HR 825: Assisting Small Businesses Not Fraudsters Act
HR 825 in plain English: This bill bars individuals convicted of financial crimes or making false statements related to certain COVID-19 relief programs from receiving future Small Business Administration financial assistance. The prohibition also applies to small businesses whose owners, officers, directors, or key employees have such convictions.
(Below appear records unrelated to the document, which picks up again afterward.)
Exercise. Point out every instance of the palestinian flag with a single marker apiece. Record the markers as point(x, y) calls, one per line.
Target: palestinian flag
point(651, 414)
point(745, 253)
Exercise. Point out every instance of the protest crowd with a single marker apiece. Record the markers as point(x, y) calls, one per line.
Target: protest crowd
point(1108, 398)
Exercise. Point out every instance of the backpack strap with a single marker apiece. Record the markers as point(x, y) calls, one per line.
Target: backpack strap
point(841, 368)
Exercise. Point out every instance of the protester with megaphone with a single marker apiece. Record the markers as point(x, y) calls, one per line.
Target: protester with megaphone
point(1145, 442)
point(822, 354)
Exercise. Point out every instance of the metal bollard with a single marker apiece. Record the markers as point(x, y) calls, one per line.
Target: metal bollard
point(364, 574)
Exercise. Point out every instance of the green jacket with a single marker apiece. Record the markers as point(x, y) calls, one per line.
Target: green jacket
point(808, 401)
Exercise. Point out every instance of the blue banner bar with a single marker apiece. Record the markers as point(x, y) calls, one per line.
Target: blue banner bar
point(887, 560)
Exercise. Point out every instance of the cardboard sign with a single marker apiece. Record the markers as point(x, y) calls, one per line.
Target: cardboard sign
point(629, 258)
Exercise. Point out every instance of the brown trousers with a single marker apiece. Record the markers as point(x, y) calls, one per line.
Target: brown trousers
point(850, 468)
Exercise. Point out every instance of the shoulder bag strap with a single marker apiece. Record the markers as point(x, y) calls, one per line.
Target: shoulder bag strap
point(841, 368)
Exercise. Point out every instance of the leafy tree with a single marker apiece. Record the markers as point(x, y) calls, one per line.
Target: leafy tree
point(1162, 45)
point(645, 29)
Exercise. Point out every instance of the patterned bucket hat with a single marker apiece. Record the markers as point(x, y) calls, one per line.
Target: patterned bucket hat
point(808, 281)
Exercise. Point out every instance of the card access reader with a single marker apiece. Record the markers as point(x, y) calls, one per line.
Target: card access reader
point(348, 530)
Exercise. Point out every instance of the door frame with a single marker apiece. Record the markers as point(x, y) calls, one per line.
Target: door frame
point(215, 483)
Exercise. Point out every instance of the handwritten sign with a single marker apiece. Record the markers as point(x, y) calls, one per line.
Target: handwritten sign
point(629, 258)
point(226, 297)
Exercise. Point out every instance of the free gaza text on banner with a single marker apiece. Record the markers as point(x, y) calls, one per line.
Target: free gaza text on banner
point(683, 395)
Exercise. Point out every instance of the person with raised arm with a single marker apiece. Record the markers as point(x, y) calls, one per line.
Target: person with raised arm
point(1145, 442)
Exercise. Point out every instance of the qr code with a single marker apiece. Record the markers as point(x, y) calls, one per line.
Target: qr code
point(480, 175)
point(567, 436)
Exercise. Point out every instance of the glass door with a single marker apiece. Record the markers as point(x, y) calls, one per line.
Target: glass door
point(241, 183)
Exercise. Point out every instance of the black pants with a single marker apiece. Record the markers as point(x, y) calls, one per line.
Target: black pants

Disaster loans are exempt from this restriction.
Stated purpose
The bill aims to prevent individuals convicted of fraud or financial misconduct related to certain COVID-19 relief loans and grants from receiving future SBA financial assistance, in order to protect government aid programs from those who have already abused them.
Key points
- Bans convicted COVID-19 relief fraudsters from receiving SBA financial assistance
- Covers fraud related to Paycheck Protection Program loans, Restaurant Revitalization Fund grants, and Shuttered Venue Operators grants
- Extends the ban to businesses where a convicted individual serves as owner, officer, director, or key employee
- Disaster loans are excluded from the prohibition
Arguments supporters make
- People who were already convicted of stealing COVID relief money should not be allowed to receive more taxpayer-backed assistance from the same agency they defrauded.
- The bill protects the integrity of SBA programs and helps ensure limited small business resources go to honest applicants rather than repeat bad actors.
- Requiring that convictions be fully final before the ban takes effect provides a legal safeguard, so no one loses access before their appeals are exhausted.
Arguments opponents make
- A permanent bar from nearly all SBA programs may be overly harsh, leaving no path for rehabilitation or second chances for business owners who have served their time.
- Small businesses could be penalized for the past actions of one employee or minority owner, even if the current leadership had no involvement in the fraud.
- The prohibition applies only to COVID-era program fraud and not to other types of government fraud, creating an inconsistency in how similar offenses are treated.
Tradeoffs
Protecting SBA programs from fraudsters comes at the cost of permanently restricting access for those who might have reformed, and can also deny assistance to innocent businesses that happen to share ownership or leadership with a convicted individual.
Current status in Congress: Passed House.